First publishedin Aggregates Business Europe
Mechanical cable shovels offered significant improvements in productivity over manual excavation methods
Today the efficiency of hydraulic excavators is taken for granted but before their introduction mechanical shovels provided excavation power. Mike Woof reports
Like the aeroplane, the mechanical excavator was an American invention. It was in 1835 that the need to dig material productively led to a major innovation, the first steam powered shovel, which was designed by William Otis. His design featured an upright boiler and a raised boom slewing system that was driven by chains. The boom assembly was able to pivot on the chassis (which ran on rails) while the bucket was also raised by chains. This was a true mechanical shovel, as the transmission of power to the bucket was by mechanical means.

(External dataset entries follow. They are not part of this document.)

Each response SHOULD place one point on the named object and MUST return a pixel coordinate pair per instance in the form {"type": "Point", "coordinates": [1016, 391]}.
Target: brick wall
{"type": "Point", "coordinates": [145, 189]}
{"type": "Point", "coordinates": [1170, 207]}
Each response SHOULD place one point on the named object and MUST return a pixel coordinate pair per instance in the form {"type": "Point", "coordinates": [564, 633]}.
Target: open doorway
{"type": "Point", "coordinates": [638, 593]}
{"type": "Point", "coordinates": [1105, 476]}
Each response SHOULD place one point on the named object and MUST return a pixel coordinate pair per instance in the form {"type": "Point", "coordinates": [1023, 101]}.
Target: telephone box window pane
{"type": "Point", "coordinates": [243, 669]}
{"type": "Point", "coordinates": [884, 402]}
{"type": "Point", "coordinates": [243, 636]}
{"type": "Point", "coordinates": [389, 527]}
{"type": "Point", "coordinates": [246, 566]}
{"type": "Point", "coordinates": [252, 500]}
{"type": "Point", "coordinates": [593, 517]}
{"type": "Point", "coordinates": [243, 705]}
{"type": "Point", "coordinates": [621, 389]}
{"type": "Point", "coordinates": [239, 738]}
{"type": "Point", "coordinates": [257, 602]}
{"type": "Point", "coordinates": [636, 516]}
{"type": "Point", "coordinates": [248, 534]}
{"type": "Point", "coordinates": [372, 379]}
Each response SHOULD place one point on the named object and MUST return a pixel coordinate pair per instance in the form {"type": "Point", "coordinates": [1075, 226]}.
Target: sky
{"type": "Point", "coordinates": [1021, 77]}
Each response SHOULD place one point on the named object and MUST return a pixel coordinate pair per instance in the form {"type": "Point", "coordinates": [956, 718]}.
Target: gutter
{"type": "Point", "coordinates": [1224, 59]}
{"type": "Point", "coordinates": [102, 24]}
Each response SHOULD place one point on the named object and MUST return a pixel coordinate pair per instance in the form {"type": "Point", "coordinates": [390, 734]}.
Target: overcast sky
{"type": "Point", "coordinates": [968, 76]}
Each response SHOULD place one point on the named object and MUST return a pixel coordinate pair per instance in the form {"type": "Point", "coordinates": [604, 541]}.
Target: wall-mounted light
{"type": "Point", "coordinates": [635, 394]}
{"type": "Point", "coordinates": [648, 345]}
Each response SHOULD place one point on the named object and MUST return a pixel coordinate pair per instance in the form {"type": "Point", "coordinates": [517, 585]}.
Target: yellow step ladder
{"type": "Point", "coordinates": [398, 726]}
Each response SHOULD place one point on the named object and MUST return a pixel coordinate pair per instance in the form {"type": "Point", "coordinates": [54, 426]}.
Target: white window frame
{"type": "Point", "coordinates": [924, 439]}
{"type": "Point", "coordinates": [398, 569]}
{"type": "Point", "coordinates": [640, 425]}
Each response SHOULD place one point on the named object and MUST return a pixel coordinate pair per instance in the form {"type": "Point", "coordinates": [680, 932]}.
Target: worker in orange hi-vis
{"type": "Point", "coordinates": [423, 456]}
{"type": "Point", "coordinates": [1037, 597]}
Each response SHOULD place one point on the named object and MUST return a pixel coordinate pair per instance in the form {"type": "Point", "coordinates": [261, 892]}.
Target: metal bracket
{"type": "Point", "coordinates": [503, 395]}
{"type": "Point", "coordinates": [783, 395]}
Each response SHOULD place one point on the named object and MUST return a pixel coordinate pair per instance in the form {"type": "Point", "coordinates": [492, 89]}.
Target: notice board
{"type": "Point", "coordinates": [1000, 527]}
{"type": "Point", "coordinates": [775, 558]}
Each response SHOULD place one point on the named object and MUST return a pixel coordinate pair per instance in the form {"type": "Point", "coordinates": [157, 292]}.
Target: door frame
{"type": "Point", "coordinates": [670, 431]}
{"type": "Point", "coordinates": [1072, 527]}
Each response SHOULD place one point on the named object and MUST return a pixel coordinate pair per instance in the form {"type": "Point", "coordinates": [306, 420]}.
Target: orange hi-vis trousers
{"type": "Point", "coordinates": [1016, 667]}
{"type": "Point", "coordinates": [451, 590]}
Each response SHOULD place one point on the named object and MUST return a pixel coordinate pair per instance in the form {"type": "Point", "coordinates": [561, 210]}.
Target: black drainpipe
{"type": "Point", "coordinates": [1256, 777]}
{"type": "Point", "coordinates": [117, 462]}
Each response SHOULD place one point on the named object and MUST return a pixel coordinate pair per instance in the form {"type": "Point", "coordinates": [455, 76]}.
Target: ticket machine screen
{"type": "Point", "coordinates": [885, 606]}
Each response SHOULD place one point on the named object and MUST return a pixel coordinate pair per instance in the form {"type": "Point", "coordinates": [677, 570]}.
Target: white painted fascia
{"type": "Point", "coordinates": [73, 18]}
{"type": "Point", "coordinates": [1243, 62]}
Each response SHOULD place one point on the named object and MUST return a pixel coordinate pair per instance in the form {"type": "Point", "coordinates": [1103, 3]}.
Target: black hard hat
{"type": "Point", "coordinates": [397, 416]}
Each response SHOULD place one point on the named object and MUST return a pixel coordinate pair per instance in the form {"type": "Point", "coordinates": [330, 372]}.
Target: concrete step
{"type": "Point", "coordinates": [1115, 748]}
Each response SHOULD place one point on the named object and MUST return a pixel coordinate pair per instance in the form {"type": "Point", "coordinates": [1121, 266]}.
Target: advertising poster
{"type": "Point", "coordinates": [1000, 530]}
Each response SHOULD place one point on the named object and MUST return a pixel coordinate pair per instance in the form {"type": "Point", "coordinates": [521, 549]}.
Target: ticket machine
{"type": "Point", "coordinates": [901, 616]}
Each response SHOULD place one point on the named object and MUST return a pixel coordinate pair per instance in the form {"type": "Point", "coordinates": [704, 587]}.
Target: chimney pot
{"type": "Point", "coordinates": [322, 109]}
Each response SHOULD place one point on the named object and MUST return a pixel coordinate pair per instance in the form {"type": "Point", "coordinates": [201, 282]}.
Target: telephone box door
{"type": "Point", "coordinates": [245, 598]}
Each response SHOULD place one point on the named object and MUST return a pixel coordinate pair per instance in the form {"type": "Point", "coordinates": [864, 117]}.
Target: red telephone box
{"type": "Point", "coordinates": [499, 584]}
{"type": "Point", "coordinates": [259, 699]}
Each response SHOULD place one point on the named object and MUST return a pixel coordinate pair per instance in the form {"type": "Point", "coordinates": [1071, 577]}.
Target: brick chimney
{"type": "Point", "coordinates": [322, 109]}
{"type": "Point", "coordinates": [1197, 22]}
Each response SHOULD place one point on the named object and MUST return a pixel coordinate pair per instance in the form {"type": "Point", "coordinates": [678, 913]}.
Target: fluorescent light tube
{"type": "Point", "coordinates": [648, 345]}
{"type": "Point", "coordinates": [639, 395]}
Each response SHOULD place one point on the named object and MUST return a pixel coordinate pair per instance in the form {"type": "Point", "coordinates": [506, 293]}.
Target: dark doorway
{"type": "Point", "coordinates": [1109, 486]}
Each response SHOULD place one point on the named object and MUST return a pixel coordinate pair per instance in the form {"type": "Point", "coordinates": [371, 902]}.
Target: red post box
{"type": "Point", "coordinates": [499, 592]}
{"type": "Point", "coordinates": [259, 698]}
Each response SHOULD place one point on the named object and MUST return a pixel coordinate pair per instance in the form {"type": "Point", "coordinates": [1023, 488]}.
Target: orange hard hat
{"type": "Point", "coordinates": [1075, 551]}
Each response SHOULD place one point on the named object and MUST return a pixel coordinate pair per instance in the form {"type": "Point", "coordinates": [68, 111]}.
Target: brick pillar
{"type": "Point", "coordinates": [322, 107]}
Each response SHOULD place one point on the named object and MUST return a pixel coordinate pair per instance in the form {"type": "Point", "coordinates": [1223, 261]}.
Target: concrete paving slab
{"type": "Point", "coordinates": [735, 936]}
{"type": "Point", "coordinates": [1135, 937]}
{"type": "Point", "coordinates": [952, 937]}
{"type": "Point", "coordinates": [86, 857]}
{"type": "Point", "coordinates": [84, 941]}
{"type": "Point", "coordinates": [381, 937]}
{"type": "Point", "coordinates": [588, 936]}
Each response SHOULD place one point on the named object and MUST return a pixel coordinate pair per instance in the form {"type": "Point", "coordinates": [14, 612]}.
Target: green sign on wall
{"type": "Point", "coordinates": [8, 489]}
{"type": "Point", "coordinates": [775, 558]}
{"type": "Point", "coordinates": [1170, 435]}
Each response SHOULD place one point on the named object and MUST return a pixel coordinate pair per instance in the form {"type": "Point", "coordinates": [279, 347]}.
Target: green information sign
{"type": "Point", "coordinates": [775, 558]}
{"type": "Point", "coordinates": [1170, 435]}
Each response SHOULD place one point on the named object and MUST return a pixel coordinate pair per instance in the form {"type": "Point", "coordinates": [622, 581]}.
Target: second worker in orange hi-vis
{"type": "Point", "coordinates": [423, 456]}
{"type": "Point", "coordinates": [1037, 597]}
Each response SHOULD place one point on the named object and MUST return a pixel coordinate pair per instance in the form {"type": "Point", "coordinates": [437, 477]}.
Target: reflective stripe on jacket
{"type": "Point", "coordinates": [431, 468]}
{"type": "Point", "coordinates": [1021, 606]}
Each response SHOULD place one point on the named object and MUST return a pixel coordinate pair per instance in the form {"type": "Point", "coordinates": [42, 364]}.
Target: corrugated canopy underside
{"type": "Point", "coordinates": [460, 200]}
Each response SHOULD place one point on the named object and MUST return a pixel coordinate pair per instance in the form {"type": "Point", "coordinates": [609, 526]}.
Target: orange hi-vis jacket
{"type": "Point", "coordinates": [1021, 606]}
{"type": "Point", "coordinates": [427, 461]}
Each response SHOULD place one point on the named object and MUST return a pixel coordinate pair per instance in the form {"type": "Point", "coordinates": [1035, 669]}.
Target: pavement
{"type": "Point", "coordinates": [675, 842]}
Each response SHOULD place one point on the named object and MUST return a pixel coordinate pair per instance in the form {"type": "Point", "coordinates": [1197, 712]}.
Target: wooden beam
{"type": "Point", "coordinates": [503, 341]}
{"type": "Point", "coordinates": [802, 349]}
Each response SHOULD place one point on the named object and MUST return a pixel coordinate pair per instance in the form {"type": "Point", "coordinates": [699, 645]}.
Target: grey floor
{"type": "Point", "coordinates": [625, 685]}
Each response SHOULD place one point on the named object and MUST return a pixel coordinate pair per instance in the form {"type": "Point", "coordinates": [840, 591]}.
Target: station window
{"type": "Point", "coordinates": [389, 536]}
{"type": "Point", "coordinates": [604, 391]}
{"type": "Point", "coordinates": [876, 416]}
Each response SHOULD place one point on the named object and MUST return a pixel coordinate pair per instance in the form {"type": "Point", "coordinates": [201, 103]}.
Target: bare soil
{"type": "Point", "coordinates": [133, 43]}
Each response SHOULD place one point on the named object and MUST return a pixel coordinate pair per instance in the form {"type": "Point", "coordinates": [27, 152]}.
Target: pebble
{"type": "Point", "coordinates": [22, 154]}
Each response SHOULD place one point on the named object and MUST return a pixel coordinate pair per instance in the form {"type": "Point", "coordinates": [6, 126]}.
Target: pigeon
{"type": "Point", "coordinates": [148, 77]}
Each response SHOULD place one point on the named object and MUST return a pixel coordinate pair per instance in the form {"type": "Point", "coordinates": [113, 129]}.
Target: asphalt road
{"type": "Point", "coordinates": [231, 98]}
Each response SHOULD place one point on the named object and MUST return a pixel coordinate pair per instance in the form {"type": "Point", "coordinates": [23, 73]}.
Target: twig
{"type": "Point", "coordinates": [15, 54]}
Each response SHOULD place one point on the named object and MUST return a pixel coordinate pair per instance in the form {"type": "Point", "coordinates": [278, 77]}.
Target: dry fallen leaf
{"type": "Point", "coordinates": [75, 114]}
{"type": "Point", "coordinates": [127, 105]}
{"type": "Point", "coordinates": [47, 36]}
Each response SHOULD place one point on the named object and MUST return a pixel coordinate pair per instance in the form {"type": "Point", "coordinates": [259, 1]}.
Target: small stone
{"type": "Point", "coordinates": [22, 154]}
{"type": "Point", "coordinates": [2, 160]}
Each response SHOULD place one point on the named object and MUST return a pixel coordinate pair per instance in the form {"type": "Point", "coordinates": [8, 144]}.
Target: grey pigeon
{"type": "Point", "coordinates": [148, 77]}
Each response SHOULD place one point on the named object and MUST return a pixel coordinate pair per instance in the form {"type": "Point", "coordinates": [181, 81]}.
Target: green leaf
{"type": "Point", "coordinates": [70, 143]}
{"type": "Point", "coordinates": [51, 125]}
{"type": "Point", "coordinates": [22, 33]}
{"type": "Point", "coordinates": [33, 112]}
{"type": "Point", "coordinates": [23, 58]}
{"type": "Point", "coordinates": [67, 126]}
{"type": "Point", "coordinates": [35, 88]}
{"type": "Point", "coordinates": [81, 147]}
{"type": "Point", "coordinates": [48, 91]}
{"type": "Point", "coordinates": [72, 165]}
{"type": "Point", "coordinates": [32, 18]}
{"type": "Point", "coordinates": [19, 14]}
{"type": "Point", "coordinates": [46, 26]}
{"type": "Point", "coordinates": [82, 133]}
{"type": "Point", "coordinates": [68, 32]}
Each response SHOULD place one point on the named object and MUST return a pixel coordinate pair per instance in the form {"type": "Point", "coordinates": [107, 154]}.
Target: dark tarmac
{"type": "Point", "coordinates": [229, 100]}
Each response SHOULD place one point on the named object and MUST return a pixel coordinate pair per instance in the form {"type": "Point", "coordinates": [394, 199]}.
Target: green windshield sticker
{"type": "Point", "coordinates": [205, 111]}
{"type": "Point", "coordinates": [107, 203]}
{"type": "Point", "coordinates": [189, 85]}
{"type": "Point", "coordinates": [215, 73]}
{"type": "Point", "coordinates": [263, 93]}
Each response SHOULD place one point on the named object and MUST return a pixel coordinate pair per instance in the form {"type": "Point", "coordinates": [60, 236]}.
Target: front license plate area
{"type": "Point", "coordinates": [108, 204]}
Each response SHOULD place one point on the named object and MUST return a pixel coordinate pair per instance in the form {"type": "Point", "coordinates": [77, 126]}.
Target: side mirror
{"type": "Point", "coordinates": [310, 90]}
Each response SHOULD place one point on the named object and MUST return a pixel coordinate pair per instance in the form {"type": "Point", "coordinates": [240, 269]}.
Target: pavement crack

The machine was actually developed for earthmoving use in railway construction, as Otis was a partner in a contracting firm. However the concept attracted considerable interest and a few of these machines began to be used in other sectors such as quarrying and coal mining too.
As with some other notable inventions (such as the high-pressure steam engine), the tight grip kept by his family on the patents Otis registered just before his death in 1839 hindered further development of the basic design for some 40 years. Combined with the availability of cheap labour, it meant that comparatively few Otis type machines were actually built. It was only when the patents expired in the 1870s that development of the steam shovel was able to continue apace. Historically important firms such as Bucyrus and Marion in the US, Ruston in the UK and Menck in Germany all entered the market before the close of the 19th century.
Early steam shovels were mounted on rails and this limited their mobility and versatility as tracks had to be laid before they could be operated. Some later machines ran on steel wheels but these were restricted in terms of performance and could only be used where ground conditions were good. The development of crawler tracks led to a significant advance as it allowed these mechanical cable shovels to operate without the need for tracks and to work on much softer ground as well.
Cheap labour continued to limit sales of steam-powered cable shovels in earthmoving, quarrying and mining and it was only in the 20th century that the machines became more common. Technological advances also led to the development of more efficient shovels that were electrically powered, as well as machines with internal combustion engines. Bucyrus introduced its 50-B in 1922, which wielded a 1.57m3 bucket and was of note, as though it was initially powered by steam it was later available with a choice of petrol, diesel or electric drive. Rival firm P&H developed its electric 1200WL in 1933 and from that time, concentrated on building electric shovels only.
Because electrically powered cable shovels were durable and reliable, they continued to be used in earthmoving, quarrying and mining applications, long after the development of the first hydraulic excavators in the 1940s. However, as larger, more efficient and reliable hydraulic excavators became available they began to replace the electric cable shovels during the 1960s and 1970s, as the latter machines were generally less versatile (being restricted by their power supplies) as well as being more expensive to build.
Cable shovels still proliferate in the open-pit mining industry though, with Bucyrus International and P&H dominating the international market, although Russian firm Uralmash builds a number of models that are sold mainly in Russia and the CIS nations.
Both Bucyrus and P&H still offer smaller machines but the firms concentrate mainly on building the larger units, their 495 and 4100 models respectively. The various Bucyrus 495 and P&H 4100 models (there are different versions to suit the application) are huge machines that are considerably heavier than the world's largest hydraulic shovel, Terex
O&K's 1000tonne class RH400. The Bucyrus 495 is configured with bucket capacities of up to 109tonnes allowing them to load the world's biggest mine trucks, Caterpillar
's 797B, Hitachi
's EH5500, Liebherr
's T282B, Terex Unit Rig
's MT5500 and Komatsu
's brand new 960E, in just three passes.